En 1965, on nomme Keith Reynolds, un autre fonctionnaire, au nouveau poste de chef de Cabinet. Il dirige en réalité le groupe des collaborateurs personnels du premier ministre et de ses conseillers. Plus particulièrement, il coordonne les demandes adressées au premier ministre << de manière à réduire au minimum les demandes que doit traiter le premier ministre et à produire les meilleurs résultats possibles (11) >>. Toutefois, comme M. Frost, M. Robarts aime recevoir des conseils de nombreuses sources. Comme le note l'un de ses biographes, << le réseau politique [de M. Robarts] dépassait les limites du Cabinet pour s'étendre à son cercle politique ainsi qu'au personnel de son bureau.

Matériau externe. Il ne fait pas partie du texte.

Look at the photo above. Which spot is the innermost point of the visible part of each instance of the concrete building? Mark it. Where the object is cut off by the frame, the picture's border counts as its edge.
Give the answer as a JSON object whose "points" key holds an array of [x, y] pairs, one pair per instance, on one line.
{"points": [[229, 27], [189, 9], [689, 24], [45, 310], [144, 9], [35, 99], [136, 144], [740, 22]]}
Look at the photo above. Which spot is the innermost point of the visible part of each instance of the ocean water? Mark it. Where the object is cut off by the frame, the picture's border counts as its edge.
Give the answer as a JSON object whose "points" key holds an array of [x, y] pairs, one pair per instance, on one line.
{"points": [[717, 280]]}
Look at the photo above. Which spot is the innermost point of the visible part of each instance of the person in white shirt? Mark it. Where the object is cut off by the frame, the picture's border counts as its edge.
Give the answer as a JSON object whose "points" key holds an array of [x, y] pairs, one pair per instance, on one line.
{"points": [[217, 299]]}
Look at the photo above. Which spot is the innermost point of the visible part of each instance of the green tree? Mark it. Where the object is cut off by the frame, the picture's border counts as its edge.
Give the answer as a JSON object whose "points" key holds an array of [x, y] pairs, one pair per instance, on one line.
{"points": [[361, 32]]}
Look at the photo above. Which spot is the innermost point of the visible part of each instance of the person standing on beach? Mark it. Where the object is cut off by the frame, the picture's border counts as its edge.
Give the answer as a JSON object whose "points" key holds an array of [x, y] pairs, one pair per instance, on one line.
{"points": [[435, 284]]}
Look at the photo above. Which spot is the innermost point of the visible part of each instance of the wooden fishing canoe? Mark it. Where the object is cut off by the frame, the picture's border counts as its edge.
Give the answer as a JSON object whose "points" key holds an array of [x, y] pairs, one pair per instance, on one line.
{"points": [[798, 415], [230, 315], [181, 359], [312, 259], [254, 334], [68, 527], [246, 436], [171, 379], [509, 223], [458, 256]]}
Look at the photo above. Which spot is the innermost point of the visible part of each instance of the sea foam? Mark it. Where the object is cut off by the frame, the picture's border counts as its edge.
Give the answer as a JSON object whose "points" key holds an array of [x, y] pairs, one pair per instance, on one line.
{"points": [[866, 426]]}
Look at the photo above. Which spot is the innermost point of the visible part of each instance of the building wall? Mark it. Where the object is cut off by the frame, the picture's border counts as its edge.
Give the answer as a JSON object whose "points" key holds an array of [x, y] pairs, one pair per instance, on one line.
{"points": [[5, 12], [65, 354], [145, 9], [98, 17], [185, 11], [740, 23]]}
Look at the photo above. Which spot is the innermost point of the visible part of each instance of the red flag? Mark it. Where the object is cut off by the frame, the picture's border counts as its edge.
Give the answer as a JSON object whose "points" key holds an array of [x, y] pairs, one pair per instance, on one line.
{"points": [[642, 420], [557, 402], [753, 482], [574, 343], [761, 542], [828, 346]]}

M. Frost avait peu de conseillers et beaucoup de connaissances, tandis que M. Robarts, lui, a plutôt tendance à s'entourer d'un plus grand nombre de conseillers sur lesquels il exerce un contrôle beaucoup moins serré que son prédécesseur (12). >> Par conséquent, le nombre d'employés à temps plein du Cabinet du Premier ministre demeure sensiblement le même, et le budget comporte des augmentations ne dépassant que légèrement le taux d'inflation. La création du poste de chef de Cabinet provoque certaines tensions, puisque M. Reynolds devient la principale personne-ressource en ce qui concerne les dossiers politiques. Il acquiert ainsi une grande influence auprès du premier ministre, malgré le fait qu'il relève techniquement de M. McIntyre. Au départ à la retraite de ce dernier en 1969, M. Robarts promeut M. Reynolds au poste de secrétaire du Cabinet et abolit le poste de chef de Cabinet, ce qui met fin à une période d'expérimentation où le Cabinet comprenait deux conseillers principaux. Keith Reynolds est qualifié << d'adjoint principal >> et ses fonctions le mènent vers le...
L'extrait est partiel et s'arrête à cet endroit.